Jésus lève la tête et voit Simon Pierre qui, vêtu de la seule tunicelle,
travaille à redresser des branches tordues en haut du figuier. "Tu es
déjà au travail ?"
"Eh ! nous pêcheurs, nous dormons comme les poissons : à toute
heure, en tout lieu, pourvu qu'on nous laisse en repos. On en prend
l'habitude. Ce matin à l'aube, j'ai entendu grincer la porte et je me suis
dit : "Simon, Elle est déjà levée. Allons, vite ! Va avec tes
grosses mains lui donner de l'aide". Je pensais qu'elle songeait à ses
fleurs pendant cette nuit toute venteuse. Et je ne me suis pas trompé.

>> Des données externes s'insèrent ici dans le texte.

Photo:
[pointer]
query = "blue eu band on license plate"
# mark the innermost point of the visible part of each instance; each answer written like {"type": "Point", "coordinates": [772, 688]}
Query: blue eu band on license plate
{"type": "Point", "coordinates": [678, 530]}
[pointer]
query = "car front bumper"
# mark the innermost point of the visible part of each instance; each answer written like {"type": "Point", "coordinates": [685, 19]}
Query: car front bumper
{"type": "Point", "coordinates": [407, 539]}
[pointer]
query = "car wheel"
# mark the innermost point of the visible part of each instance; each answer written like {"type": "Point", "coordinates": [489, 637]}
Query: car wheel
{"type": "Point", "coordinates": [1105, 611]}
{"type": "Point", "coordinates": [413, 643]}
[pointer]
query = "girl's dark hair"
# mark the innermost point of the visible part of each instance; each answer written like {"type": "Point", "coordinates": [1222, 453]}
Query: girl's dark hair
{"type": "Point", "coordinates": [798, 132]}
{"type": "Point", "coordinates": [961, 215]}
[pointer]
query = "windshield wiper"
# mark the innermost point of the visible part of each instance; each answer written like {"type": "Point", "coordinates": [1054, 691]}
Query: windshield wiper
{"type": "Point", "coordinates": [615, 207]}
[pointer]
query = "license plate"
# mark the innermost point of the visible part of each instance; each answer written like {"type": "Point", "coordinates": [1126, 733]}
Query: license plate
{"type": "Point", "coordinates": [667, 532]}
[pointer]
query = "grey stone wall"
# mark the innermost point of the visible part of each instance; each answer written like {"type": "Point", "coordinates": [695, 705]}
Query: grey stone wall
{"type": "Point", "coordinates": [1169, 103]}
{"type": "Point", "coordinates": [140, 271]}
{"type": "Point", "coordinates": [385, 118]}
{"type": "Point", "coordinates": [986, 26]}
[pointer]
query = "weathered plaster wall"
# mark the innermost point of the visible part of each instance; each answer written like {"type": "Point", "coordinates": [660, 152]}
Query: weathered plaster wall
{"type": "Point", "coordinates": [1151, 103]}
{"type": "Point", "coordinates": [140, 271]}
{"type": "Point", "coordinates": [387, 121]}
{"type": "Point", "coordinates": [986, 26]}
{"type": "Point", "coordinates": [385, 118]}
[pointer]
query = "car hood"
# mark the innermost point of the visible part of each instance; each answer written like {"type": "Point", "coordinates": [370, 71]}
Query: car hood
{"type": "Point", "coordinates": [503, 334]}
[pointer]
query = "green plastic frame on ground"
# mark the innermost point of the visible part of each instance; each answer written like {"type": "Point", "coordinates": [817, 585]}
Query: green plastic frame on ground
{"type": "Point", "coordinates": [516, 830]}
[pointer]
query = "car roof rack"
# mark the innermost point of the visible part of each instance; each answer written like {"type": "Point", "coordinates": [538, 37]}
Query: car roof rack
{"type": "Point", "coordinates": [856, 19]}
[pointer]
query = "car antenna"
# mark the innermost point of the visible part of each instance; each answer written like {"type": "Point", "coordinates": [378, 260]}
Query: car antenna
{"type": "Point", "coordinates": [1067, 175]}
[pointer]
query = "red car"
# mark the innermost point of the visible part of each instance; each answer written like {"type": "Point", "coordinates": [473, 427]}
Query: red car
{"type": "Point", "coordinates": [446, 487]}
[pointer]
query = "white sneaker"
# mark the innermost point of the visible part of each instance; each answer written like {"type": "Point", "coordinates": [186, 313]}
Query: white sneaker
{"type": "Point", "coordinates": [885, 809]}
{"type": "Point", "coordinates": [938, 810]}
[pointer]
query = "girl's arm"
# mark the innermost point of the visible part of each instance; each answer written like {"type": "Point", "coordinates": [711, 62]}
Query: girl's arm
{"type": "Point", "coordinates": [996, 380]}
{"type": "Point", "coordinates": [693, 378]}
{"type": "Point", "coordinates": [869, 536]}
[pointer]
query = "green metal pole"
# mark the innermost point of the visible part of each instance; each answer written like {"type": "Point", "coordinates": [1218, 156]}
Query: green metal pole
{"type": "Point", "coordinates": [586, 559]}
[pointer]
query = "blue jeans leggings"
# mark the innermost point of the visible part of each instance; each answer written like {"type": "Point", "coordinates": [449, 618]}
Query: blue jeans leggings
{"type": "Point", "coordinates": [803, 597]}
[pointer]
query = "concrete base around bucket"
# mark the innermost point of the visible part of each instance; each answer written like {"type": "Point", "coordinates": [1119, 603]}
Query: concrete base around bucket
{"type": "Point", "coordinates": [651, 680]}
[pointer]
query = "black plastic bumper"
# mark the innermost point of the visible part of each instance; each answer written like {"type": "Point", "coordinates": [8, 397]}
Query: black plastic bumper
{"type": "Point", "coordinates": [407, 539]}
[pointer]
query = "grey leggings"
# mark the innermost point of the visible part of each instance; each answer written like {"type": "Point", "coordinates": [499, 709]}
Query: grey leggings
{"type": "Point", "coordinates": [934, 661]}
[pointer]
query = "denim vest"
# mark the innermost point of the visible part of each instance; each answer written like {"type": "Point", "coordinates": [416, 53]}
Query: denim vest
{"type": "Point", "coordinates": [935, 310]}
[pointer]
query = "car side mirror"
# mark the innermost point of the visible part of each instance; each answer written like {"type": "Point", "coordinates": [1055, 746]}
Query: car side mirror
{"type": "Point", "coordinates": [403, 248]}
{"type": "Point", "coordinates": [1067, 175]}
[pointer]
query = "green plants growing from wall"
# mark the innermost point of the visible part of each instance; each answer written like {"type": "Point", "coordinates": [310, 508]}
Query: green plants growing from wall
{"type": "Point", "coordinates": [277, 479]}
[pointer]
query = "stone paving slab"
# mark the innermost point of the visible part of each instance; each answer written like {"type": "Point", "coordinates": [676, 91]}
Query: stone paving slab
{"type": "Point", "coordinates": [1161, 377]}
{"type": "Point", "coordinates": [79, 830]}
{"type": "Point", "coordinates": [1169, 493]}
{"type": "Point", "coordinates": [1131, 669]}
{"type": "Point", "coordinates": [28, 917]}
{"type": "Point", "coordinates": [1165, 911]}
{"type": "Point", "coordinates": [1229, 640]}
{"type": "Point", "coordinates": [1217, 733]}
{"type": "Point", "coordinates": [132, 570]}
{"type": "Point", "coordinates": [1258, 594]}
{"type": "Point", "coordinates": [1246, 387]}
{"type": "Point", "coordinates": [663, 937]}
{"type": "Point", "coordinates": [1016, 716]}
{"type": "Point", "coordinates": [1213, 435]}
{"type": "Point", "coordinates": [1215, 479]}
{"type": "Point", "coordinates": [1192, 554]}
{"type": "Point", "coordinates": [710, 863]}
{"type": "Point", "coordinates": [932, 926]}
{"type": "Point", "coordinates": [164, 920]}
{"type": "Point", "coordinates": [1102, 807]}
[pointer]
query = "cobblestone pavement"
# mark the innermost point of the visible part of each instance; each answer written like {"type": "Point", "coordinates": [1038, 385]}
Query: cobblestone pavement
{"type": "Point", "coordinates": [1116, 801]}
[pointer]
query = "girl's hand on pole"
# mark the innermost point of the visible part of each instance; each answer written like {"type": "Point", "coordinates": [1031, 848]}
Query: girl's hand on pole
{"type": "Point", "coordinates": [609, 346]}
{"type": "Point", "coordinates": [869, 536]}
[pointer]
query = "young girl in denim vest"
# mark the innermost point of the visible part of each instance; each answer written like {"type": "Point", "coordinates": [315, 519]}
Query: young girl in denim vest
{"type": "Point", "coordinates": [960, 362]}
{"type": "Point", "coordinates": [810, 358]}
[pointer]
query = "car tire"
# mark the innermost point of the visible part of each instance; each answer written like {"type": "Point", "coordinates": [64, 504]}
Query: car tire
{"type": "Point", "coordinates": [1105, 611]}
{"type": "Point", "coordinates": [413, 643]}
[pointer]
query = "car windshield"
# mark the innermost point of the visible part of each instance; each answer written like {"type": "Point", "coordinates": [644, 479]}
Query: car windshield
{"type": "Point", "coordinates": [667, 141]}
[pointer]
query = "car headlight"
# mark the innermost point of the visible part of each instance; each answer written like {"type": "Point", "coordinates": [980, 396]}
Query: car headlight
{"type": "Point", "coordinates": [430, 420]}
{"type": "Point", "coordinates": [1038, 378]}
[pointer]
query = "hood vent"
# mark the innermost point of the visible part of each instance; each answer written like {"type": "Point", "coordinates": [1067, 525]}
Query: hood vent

Eh ! je les connais les femmes !... La mienne se
retourne dans le lit comme un poisson dans le filet quand il y a la tempête,
et elle pense à ses plantes... Pauvrette ! Quelquefois je lui dis :
"Je parie que tu t'agites moins quand ton Simon bourlingue sur le
lac". Mais, je suis injuste, car c'est une bonne épouse On ne dirait pas
qu'elle a
pour mère... Bien, tais-toi, Pierre. Il
ne s'agit pas de cela. Ce n'est pas bien de murmurer et de faire imprudemment
connaître ce qu'il est bon de taire. Vois-tu Maître que même dans ma tête
d'âne ta parole est entrée ?"
Jésus répond en riant :
"Tu dis tout de toi même. Je n'ai plus qu'à approuver et à admirer ta
science de jardinier."
"Il a déjà rattaché tous les sarments qui s'étaient détachés" dit
Marie. "Il a étagé le poirier trop chargé et passé des cordages par
dessous le grenadier qui ne s'est développé que d'un côté"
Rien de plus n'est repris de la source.